Its influence has been limited essentially to the Anglo-Saxon world, partly because its academic approaches soon became outdated in the face of the avalanche of urban planning based on the principles of the Modern Movement, developed mainly in continental Europe. In fact, shortly after the publication of Hegemann's Vitruvius, some of the fundamental works for the conception of the modern city appeared.
As Ignasi de Solà-Morales explains in the prologue, Werner Hegemann drew inspiration from, on the one hand, the renowned and accepted teachings of Camillo Sitte; on the other, the compositional tradition of the École des Beaux-Arts; and, finally, the American experience of new cities, especially the positions of the City Beautiful movement.
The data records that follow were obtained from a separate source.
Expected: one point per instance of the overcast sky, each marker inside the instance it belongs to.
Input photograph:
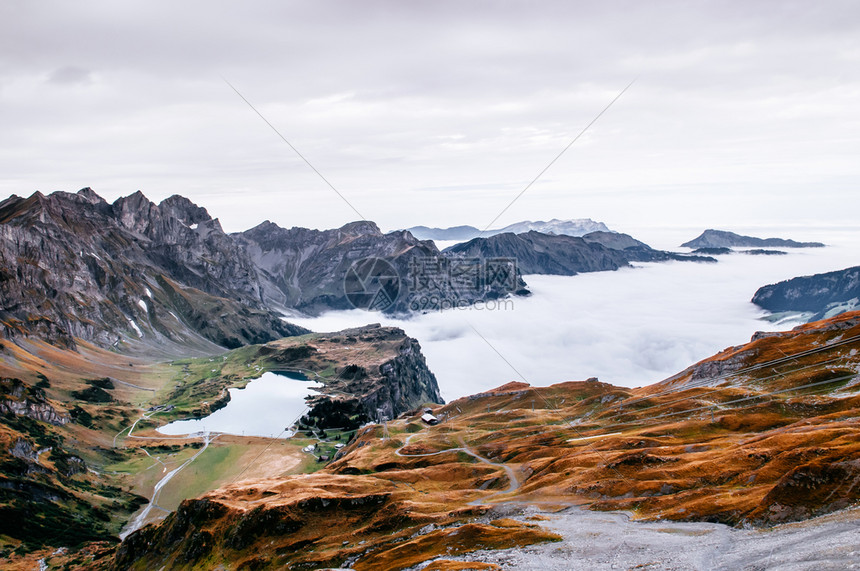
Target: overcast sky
(440, 113)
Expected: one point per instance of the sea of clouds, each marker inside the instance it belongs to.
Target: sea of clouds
(630, 327)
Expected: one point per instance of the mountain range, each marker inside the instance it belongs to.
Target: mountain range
(575, 227)
(538, 253)
(166, 277)
(118, 318)
(724, 239)
(817, 296)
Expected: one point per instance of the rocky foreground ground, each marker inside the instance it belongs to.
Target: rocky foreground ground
(757, 436)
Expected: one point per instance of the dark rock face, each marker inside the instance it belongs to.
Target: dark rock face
(74, 266)
(636, 251)
(723, 239)
(824, 295)
(396, 379)
(552, 254)
(538, 253)
(306, 269)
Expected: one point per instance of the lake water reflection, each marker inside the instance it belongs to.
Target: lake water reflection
(265, 407)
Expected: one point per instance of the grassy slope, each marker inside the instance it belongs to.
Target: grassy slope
(658, 452)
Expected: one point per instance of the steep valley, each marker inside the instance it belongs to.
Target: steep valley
(758, 435)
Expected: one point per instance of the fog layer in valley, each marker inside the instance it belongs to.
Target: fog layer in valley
(630, 327)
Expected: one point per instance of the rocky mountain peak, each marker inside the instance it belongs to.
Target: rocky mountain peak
(135, 212)
(360, 228)
(183, 209)
(90, 196)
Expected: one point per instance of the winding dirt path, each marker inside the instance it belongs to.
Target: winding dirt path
(513, 481)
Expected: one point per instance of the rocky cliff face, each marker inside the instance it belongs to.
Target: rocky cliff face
(636, 251)
(537, 253)
(74, 266)
(724, 239)
(774, 440)
(369, 374)
(309, 267)
(821, 295)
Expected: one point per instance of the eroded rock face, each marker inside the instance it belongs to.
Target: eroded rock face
(308, 267)
(74, 266)
(21, 400)
(723, 239)
(380, 373)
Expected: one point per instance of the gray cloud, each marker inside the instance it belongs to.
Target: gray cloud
(630, 328)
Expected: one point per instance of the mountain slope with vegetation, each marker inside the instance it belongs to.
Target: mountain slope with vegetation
(756, 435)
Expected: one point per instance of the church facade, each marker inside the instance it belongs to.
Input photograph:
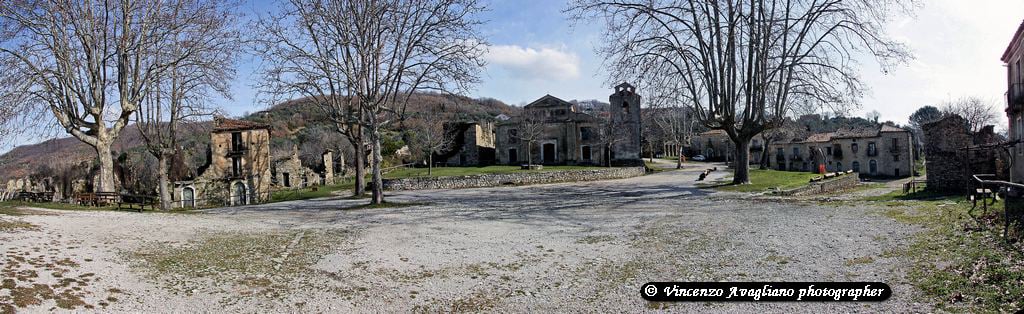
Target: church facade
(552, 131)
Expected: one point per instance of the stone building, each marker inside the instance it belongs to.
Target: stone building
(950, 162)
(882, 151)
(571, 137)
(289, 173)
(473, 144)
(238, 169)
(1014, 59)
(714, 145)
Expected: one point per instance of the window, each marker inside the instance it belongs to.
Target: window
(237, 144)
(586, 133)
(237, 166)
(513, 136)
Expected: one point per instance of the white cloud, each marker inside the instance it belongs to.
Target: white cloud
(535, 63)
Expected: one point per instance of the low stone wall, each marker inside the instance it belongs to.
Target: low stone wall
(826, 186)
(518, 178)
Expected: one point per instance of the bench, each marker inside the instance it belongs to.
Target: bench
(97, 198)
(136, 203)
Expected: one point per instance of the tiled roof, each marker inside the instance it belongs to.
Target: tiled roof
(818, 137)
(860, 132)
(888, 128)
(222, 124)
(714, 132)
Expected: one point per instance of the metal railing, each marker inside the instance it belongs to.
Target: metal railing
(1015, 94)
(1010, 189)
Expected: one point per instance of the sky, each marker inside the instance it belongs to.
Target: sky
(537, 50)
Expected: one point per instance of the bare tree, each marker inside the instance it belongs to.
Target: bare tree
(745, 63)
(676, 123)
(369, 57)
(205, 46)
(304, 56)
(872, 116)
(611, 134)
(87, 62)
(529, 129)
(976, 110)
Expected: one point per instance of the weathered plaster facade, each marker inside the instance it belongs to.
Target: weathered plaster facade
(238, 170)
(883, 151)
(571, 137)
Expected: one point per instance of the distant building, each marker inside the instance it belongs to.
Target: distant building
(238, 169)
(571, 137)
(1014, 58)
(473, 144)
(882, 151)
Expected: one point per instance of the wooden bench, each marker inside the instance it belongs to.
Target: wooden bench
(136, 203)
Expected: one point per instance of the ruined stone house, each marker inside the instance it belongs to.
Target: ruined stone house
(238, 169)
(880, 151)
(289, 173)
(1013, 57)
(571, 137)
(473, 144)
(950, 163)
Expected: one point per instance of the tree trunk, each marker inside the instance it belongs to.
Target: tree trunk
(165, 192)
(378, 190)
(741, 175)
(764, 155)
(679, 159)
(360, 167)
(105, 177)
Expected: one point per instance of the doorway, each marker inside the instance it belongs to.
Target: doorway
(549, 153)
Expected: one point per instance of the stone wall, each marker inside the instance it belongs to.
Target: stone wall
(944, 160)
(519, 178)
(842, 182)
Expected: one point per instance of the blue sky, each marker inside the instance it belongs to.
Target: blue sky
(537, 50)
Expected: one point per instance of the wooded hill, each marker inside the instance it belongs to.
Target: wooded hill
(294, 124)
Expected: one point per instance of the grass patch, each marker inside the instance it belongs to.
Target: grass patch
(14, 225)
(962, 263)
(468, 171)
(267, 263)
(52, 206)
(763, 180)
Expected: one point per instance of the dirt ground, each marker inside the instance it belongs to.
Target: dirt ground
(584, 247)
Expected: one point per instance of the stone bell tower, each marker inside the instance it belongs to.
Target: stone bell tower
(626, 123)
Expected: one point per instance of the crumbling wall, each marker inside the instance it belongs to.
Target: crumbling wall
(944, 159)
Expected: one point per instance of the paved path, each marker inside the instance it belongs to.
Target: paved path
(558, 248)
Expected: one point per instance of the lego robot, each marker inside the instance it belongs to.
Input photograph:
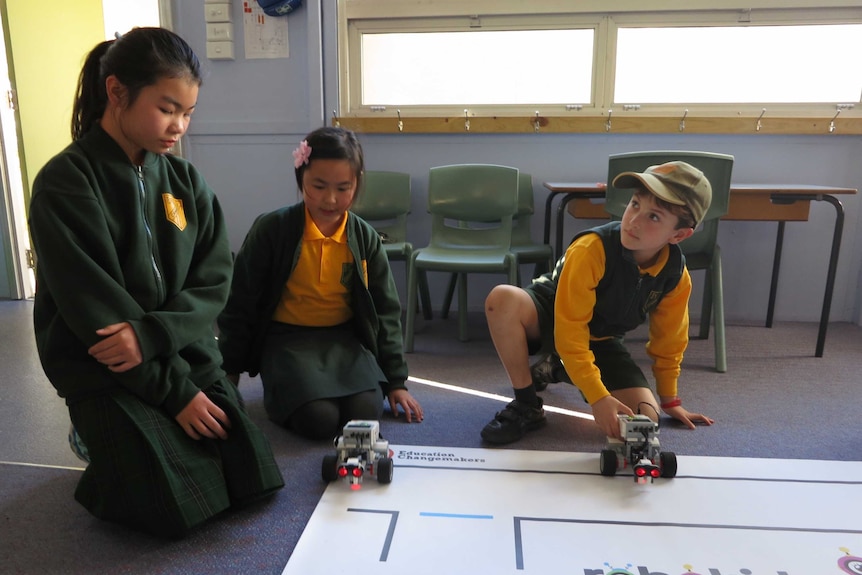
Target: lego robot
(638, 448)
(360, 452)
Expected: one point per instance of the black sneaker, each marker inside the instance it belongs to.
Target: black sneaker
(549, 369)
(514, 422)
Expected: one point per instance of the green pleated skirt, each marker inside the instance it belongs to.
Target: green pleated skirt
(147, 473)
(302, 364)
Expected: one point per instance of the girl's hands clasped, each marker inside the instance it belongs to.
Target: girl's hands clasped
(203, 418)
(120, 349)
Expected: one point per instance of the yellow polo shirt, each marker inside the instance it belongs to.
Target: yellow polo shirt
(315, 294)
(574, 303)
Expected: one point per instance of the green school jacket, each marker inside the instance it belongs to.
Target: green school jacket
(117, 242)
(263, 265)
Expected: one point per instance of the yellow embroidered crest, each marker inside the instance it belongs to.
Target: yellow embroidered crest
(174, 211)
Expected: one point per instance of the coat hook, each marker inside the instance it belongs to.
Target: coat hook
(759, 123)
(832, 122)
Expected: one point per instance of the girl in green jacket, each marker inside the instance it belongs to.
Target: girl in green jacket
(313, 307)
(133, 268)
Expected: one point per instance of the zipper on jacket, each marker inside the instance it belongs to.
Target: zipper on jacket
(157, 274)
(636, 296)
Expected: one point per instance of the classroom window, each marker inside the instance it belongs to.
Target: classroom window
(781, 64)
(437, 57)
(476, 68)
It is therefore understandable that this book was reborn in the late 1970s and early 1980s, in parallel with the dissemination and success of the ideas of Maurice Culot and Leon Krier on the reconstruction of the European city (Krier himself wrote the prologue to the 1988 English reissue).
This is, therefore, the last Vitruvius, a book that summarizes practically the entirety of urban design (called ‘civil art’ in this case) up to the early 20th century; a book that should be placed on the shelf next to the authentic Vitruvius, Palladio, or Ledoux... even if it is expensive.